Trump’s Swift Deportation Of Certain Immigrants To “Third Countries” Backed By Supreme Court
- ural49
- Jul 7, 2025
- 2 min read

The U.S. Supreme Court has cleared the way for the Trump administration to deport immigrants convicted of crimes to third countries—even those they have no prior ties to—by halting a federal judge’s order that granted affected individuals a chance to challenge their removal. The unsigned decision, issued without an explanation, enables the government to expedite deportations to countries like South Sudan, even as litigation continues over the legality of such actions.
Trina Realmuto of the National Immigration Litigation Alliance warned that the ruling "strips away critical due process protections that have been protecting our class members from torture and death." Meanwhile, Department of Homeland Security spokesperson Tricia McLaughlin praised the court’s action as a "victory for the safety and security of the American people," stating, “DHS can now execute its lawful authority and remove illegal aliens to a country willing to accept them… Fire up the deportation planes.”
The court's three liberal justices dissented. Justice Sonia Sotomayor argued the majority was “rewarding lawlessness” by letting the administration defy an earlier court order. “Thousands will suffer violence in far-flung locales,” she wrote, criticizing the court’s disregard for due process rights.
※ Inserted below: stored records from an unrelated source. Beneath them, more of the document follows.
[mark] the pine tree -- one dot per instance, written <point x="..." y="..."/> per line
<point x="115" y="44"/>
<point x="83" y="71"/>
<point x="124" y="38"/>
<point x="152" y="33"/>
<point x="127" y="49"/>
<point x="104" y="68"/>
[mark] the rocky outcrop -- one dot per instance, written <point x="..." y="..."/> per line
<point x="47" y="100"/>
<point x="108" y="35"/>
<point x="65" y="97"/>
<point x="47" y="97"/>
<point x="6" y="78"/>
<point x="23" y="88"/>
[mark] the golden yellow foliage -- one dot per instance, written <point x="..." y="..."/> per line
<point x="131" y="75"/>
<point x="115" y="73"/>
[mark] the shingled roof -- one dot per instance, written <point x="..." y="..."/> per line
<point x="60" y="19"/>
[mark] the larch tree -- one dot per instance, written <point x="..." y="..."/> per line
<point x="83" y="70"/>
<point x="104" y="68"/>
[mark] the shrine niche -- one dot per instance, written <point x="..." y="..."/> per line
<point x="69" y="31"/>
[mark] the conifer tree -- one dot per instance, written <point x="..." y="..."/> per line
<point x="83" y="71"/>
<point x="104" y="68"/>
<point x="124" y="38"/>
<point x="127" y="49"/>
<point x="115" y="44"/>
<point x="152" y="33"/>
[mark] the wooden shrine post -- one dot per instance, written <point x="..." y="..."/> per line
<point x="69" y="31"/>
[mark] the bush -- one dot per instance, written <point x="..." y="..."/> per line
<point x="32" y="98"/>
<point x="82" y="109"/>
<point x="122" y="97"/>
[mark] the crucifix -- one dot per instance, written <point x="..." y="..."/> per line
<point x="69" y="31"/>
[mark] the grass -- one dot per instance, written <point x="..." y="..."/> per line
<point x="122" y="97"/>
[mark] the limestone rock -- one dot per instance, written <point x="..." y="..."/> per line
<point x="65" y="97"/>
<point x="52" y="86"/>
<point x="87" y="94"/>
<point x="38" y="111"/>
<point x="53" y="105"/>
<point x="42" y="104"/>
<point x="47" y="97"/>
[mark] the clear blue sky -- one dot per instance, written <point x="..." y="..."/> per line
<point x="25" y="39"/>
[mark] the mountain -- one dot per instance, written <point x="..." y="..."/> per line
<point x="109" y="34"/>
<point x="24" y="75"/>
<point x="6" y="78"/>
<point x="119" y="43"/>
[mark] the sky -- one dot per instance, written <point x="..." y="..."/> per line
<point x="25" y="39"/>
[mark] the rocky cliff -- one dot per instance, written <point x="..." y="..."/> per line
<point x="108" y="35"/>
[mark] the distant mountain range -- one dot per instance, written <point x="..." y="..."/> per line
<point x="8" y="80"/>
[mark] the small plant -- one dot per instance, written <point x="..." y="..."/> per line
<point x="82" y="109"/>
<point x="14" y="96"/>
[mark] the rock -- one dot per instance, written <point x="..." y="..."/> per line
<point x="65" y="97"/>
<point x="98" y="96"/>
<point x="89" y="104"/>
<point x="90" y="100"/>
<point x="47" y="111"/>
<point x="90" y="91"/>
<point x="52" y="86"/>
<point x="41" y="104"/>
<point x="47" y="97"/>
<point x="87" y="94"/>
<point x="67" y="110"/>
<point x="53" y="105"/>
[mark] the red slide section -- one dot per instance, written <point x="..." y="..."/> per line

U.S. District Judge Brian Murphy had previously ruled that affected migrants must receive notice and have at least 10 days to contest deportation to third countries. The judge emphasized the plaintiffs simply sought “an opportunity to explain why such a deportation will likely result in their persecution, torture and/or death.” Despite this, the administration proceeded to deport eight men to South Sudan, in violation of the order, prompting further judicial scrutiny.
Solicitor General D. John Sauer argued that Murphy’s ruling imposed “onerous” restrictions that interfere with presidential foreign policy authority. He claimed the administration must rely on sensitive diplomacy to convince other countries to accept deportees, especially those with criminal convictions.
The four lead plaintiffs, from Cuba, Honduras, Ecuador, and Guatemala, challenged their deportation under a law that allows third-country removal only when return to their home country is “impracticable, inadvisable, or impossible.” One plaintiff, a gay Guatemalan man known as O.C.G., was previously deported to Mexico, where he was kidnapped and raped, before being returned to the U.S. earlier this month.